De bezettingsnorm wordt berekend op basis van de oppervlakteberekening van de woonlokalen. De woonlokalen komen in aanmerking zover ze minimum 4m2 groot zijn en een hoogte van minimum 2m20 bereiken. Deze hoogte wordt gemeten tussen de bovenkant van de afgewerkte vloer en het plafond van het betreffend lokaal. Onder woonlokalen wordt verstaan de lokalen met een leef- , kook- of slaapfunctie.

Indien de doorgang tussen twee lokalen - in geval er geen deur tussen de ruimtes voorzien werd - groter is dan 1m50, geldt deze ruimte als één lokaal.
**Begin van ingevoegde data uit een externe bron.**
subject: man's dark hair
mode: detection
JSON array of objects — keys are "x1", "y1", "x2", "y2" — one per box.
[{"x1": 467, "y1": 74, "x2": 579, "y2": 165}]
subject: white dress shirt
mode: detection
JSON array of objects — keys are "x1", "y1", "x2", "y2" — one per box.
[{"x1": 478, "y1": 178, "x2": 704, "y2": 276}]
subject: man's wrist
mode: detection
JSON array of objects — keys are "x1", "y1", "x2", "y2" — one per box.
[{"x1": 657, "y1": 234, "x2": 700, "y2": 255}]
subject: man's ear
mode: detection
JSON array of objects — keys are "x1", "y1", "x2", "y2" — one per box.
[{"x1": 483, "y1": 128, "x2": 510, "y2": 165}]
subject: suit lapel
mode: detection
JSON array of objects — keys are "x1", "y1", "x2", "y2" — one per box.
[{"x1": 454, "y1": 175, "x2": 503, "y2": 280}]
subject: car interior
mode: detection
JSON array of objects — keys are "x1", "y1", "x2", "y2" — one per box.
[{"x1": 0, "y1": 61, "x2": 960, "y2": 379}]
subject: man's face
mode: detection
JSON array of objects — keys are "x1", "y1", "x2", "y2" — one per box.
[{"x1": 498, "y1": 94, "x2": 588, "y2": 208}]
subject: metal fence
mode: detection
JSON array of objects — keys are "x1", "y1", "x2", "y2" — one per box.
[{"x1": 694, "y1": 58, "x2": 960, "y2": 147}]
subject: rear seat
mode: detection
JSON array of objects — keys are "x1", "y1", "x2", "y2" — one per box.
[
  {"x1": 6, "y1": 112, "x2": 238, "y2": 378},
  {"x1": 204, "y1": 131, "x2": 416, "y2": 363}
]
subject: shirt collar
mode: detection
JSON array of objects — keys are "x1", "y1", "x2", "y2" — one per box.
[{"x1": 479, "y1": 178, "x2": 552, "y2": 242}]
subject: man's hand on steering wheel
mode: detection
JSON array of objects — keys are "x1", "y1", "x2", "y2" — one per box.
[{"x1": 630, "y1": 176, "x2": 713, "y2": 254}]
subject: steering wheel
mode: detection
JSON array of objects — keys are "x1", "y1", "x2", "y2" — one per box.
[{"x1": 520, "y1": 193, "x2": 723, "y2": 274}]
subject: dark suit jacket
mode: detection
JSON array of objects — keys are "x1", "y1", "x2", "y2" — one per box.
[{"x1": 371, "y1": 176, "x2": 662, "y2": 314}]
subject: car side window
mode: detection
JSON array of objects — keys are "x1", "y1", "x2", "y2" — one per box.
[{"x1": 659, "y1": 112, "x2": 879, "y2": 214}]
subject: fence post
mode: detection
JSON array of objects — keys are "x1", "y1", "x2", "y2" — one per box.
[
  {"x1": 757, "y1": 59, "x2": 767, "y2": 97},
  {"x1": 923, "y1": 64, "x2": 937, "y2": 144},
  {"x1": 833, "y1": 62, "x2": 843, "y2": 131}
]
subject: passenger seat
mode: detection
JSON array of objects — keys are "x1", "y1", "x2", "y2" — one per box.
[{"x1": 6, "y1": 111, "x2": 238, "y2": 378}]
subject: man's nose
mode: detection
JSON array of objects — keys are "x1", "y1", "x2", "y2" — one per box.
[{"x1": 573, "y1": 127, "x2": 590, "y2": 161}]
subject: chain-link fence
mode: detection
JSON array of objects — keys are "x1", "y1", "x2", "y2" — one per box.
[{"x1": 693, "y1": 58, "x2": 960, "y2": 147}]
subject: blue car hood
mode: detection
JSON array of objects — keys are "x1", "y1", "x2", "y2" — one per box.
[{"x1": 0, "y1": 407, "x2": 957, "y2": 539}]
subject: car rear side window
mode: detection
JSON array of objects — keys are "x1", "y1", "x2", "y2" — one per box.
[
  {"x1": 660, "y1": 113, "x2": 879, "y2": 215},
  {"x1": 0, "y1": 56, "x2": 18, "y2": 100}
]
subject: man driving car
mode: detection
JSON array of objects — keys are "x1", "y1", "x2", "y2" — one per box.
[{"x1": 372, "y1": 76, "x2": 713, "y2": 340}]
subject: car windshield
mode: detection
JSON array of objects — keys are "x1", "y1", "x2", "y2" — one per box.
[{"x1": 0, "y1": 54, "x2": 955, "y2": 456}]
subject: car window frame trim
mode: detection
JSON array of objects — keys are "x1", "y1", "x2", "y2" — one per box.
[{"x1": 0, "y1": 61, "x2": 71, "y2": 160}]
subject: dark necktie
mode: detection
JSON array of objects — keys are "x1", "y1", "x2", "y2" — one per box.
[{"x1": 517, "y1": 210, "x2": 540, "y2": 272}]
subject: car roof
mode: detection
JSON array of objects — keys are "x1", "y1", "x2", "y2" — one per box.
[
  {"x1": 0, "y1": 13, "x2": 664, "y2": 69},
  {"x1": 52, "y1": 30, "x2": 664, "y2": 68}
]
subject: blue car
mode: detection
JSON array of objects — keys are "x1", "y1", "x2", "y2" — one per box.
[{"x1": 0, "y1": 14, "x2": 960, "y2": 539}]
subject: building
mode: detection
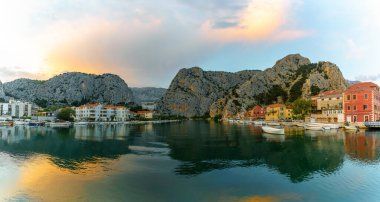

Indien de doorgang echter kleiner is dan 1m50 – met of zonder deur - wordt dit steeds beoordeeld als twee lokalen.

De tabel aan de hand waarvan u zelf de berekening voor uw woning kan maken, vindt u onder het tabblad 'Aan de slag'.

Voorbeelden voor de berekening van de bezettingsnorm vindt u in het Technisch handboek woningkwaliteit, Technische richtlijnen voor een woningkwaliteitsonderzoek van de Vlaamse Overheid.

Quotering gebreken

Uit deze berekening wordt de bezettingsnorm van de woning bepaald. Er volgt geen quotering. Uit de tabellen wordt het kleinste bekomen bewonersaantal genomen als definitieve bezettingsnorm van de woning. Wanneer de woningbezetting groter is dan de bezettingsnorm betekent dit niet automatisch dat de woning overbewoond is. Van overbewoning is sprake wanneer de aanwezigheid van een te groot aantal personen in de woning rechtstreeks aanleiding geeft tot een veiligheids- of gezondheidsrisico, of wanneer dit leidt tot mensonwaardige omstandigheden.